Last fall, 250 pounds of ready-to-be-cooked venison and elk meat were provided by local hunters. It is estimated by Mrs. James Adams, chairman of the affair, that 310 pounds will be needed this year.
With the dinner only a week and a half away at mid-week, only one elk had been donated and several deer promised, Albert Bishop of the Beck and Bishop Locker Plant said. The elk was contributed by Bill Mason.
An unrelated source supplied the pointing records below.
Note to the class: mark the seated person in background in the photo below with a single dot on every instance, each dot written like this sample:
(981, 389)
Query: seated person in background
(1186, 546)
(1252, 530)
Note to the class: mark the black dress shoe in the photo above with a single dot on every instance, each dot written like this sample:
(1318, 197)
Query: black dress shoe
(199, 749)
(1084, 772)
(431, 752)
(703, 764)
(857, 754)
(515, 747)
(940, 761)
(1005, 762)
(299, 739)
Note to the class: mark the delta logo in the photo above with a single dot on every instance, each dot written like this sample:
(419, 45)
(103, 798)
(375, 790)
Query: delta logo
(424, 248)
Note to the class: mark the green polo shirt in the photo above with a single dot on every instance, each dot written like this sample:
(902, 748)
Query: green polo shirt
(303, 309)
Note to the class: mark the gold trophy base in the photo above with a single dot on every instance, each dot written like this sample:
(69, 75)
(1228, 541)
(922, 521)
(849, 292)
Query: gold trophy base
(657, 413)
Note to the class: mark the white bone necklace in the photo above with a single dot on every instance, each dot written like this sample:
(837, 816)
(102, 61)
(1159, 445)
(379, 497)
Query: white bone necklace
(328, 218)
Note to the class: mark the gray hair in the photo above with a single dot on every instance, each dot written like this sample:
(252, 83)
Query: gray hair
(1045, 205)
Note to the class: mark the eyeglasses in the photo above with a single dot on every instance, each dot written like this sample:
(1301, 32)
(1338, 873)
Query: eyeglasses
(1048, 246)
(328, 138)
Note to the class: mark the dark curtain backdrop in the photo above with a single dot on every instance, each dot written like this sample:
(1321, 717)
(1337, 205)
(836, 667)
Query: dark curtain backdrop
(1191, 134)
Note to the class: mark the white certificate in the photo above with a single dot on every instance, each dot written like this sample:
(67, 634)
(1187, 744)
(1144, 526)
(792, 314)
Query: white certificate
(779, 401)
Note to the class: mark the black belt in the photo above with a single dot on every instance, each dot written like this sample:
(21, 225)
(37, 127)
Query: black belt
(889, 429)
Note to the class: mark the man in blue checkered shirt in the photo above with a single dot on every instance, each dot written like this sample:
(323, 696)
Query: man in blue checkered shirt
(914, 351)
Upwards of 20 hunters have furnished game for the dinner in the past.
Aspen’s Hotel Jerome has seen a number of facelifts in its lifetime. One major refurbishment was nearing completion 25 years ago. The Aspen Times reported:
Dick Butera expects the Hotel Jerome to be partially open by Dec. 16. Reservations for what will be Aspen’s most expensive rooms are now being taken by Aspen Management Company for February.
“Some” of the hotel’s 26 period-decorated rooms on the third and second floors will definitely be ready by Christmas, Butera said last week.
At a rate of $170 or $180 nightly, they will cost $30 to $40 more than Aspen’s current most expensive hotel rooms. But Butera said they will be worth it.
The bedrooms are about 500 square feet, 40 percent larger than most of Aspen’s hotel units, according to Butera. Decorated with authentic antiques or reproductions of the Eastlake Victorian era, the bedrooms will each contain two-line phones, his-and-her closets, fireplaces (non-functional), down comforters on poster beds, and bathrooms of imported marble from Italy.
The Jerome Bar, the Jerome Tea Room and the lobby will definitely open on schedule, but Butera’s not so sure about the informal dining room or the number of bedrooms that will be ready.
A labor crew of 105 is rushing to open the historic Jerome for the approaching season. Original plans called for only 60 men.